Galactogram = Ductogram
Usually done for spontaneous unilateral bloody nipple discharge. Sometimes it is done for serous (clear) discharge.
90% of the women with unilateral bloody nipple discharge = benign intraductal papilloma, a solitary discrete intraductal mass. However if multiple masses are discovered in the duct, the more likely the diagnosis will be ductal carcinoma in situ (DCIS).
Regardless of single mass or multiple mass, a surgical biopsy (excisional biopsy) is required for diagnosis. Methylene blue dye can assist the surgeon in removing the duct in the OR.
Fibrocystic breasts are made of tissue that feels bumpy and nodular in texture. It is a relatively common process. More than 50% of women experience fibrocystic breast changes during their lives. It used to be called Fibrocystic Breast Disease. Now it’s more common to call it Fibrocystic Breast Changes – which are considered normal changes. Symptoms may be pain and lumpiness and can be worse just before menstruation.
Treatment includes limiting caffeine, decreasing fat in the diet, and consider evening primrose oil which is a form of linoleic acid.
Gynecomastia of the male breast
- Gynecomastia is the benign hypertrophy of the male breast
- asymptomatic or painful
- unilateral or bilateral
- just below the areolar region
- transiently during neonatal period due to motherly estrogrens
Causes of Gynecomastia
- Illicit drug use, especially marijuana
- Renal, Liver disease
Gynecomastia’s association with cancer
- Testicular cancer
- BRCA2 genetic multation may lead to male breast cancer
Diagnostics for Gynecomastia
For the older patient with no obvious etiology consider:
- Thyroid hormone
- Prolactin level
- FSAH, LH, DHEA
- Bilateral mammorgram
- FNA (fine needle aspiration) can be diagnostic or core needle biopsy, usually not a need for excisional biopsy. Thus an excisional biopsy wouldn’t be a first line diagnostic tool in gynecomastia.

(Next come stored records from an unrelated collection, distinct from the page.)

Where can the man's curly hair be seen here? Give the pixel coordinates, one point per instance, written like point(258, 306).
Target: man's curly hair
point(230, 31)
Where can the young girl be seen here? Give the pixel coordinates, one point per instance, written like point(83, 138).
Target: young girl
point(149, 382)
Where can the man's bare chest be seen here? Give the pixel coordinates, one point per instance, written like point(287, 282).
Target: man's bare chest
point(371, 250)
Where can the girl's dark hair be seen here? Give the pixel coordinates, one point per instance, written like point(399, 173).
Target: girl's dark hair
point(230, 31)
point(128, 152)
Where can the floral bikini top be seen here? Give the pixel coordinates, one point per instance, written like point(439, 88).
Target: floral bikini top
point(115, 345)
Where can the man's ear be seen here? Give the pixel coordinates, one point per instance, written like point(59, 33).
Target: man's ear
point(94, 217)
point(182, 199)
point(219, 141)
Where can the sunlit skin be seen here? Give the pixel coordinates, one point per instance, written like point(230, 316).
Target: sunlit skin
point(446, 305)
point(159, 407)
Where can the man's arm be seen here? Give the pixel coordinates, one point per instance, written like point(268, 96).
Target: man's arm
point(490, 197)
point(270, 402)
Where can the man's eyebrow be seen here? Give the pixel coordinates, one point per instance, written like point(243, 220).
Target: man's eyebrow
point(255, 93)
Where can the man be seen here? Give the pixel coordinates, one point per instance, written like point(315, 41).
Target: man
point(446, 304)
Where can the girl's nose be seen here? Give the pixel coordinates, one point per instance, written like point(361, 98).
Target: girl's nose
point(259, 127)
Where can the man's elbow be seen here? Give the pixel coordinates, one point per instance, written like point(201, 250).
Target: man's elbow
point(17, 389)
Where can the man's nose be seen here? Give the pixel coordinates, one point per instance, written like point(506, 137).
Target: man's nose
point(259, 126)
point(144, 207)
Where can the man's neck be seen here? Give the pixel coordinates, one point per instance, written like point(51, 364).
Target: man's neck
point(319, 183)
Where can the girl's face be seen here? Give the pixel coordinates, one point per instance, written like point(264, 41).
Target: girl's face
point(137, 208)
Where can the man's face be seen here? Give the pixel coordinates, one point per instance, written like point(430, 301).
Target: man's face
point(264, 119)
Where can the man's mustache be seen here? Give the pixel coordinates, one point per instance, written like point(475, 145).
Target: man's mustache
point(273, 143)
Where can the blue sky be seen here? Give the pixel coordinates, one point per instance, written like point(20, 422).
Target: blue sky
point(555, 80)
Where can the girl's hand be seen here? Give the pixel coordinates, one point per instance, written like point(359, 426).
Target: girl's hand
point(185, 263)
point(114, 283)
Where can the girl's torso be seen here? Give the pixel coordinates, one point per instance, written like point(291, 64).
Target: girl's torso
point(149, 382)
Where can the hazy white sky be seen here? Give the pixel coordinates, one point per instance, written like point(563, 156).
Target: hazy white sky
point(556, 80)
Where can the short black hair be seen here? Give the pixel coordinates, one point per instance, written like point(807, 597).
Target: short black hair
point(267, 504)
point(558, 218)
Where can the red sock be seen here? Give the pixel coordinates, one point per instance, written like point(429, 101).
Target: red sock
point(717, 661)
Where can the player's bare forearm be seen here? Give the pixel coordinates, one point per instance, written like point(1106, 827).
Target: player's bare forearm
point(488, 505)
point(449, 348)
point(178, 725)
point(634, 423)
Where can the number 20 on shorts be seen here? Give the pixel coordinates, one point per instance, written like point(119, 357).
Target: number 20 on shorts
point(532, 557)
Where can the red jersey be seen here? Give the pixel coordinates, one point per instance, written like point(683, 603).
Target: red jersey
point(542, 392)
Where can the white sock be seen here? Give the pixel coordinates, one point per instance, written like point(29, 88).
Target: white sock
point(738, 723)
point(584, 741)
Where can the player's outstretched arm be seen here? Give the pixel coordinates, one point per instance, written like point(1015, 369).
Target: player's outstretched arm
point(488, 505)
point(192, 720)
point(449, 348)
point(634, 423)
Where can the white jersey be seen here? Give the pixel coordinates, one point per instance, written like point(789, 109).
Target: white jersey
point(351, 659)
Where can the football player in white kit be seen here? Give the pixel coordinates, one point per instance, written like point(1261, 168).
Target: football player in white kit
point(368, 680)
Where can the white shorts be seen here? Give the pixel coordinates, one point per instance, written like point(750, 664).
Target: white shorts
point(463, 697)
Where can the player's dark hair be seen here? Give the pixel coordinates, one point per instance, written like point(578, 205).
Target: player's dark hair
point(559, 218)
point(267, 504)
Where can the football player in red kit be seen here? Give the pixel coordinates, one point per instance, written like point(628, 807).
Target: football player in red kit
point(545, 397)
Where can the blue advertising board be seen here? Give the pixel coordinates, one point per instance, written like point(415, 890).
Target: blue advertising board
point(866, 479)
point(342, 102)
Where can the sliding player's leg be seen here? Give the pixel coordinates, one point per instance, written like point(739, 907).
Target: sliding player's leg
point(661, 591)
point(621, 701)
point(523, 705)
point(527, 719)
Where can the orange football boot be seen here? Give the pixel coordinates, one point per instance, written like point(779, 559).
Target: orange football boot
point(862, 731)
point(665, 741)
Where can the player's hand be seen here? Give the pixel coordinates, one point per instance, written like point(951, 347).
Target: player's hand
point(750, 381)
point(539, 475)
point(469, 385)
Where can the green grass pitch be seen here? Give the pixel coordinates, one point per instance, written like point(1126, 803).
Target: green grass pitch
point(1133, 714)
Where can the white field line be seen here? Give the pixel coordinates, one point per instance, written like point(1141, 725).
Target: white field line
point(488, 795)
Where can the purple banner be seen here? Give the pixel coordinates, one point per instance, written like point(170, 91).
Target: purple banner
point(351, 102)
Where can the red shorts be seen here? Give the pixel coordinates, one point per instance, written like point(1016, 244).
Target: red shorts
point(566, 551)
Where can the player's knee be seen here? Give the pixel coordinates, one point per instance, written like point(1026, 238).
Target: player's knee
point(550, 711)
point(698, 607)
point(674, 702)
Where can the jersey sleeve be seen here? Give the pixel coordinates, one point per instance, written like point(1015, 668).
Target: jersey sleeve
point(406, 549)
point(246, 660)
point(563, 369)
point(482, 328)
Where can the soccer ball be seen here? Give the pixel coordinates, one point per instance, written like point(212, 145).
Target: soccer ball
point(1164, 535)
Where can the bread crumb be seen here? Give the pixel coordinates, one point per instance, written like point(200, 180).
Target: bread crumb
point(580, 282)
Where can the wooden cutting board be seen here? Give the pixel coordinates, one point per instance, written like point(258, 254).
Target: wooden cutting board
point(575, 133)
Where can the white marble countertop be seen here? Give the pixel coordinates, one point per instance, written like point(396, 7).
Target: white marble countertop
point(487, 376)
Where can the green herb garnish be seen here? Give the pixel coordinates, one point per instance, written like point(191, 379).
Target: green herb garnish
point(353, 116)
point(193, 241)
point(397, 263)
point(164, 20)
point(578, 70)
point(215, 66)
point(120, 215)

Paget’s Disease of the Breast
- Diagnosis can be confirmed with a punch biopsy the nipple areolar complex.
- Classically present with eczematous changes of the nipple which can progress to bleeding and ulceration.
- More than 90% of patients have underlying carcinoma (in situ or invasive)
- Cancer involving skin and nipple.
- Treatment: mastectomy traditionally. But could be nipple areolar excision with central lumpectomy with radiation therapy (breast conservation therapy) – similar results.
- 50% of patients with Paget’s disease will present with palpable mass.
- May be a role for MRI – deeper breast tissue disease may be missed radiographically and MRI can help detect.
What is breast conservation therapy?
A lesser amount of surgery than mastectomy. Lumpectomy
Paget’s diease of the breast is also known as?
- Paget’s disease of the nipple
- Mammary paget disease
Breast Masses in Children and Adolescence
Classification of the breast masses in children/adolescence
The process in parethesis below represents an example.
- Physiological (Gynecomastia)
- Inflammatory (Abscess)
- Benign neoplastic (Fibroadenoma, Cystosarcoma phyllodes)
- Primary malignant (Cystosarcoma phyllodes)
- Secondary malignant (Lymphoma)
Neonatal breast nodules
Usually due to stimulation by maternal hormones
- Fibroadenomas and cystosarcoma phyllodes are the most common lesions of the breast in childhood.
- Cystosarcoma phyllodes present as either benign or malignant but 95% in children are benign.
Best test for initial assessment in pediatric patients with breast mass?
Then what modality for diagnosis of the breast mass?
Fine needle aspiration. FNA is preferred over core needle biopsy because of the possibility of deformity of the breast in the future with core needle biopsy.
What about excision biopsy in the pediatric breast?
Excisional biopsy should be avoided as an initial diagnostic procedure because the developing breast bud can be mistakenly removed, leading to deformity.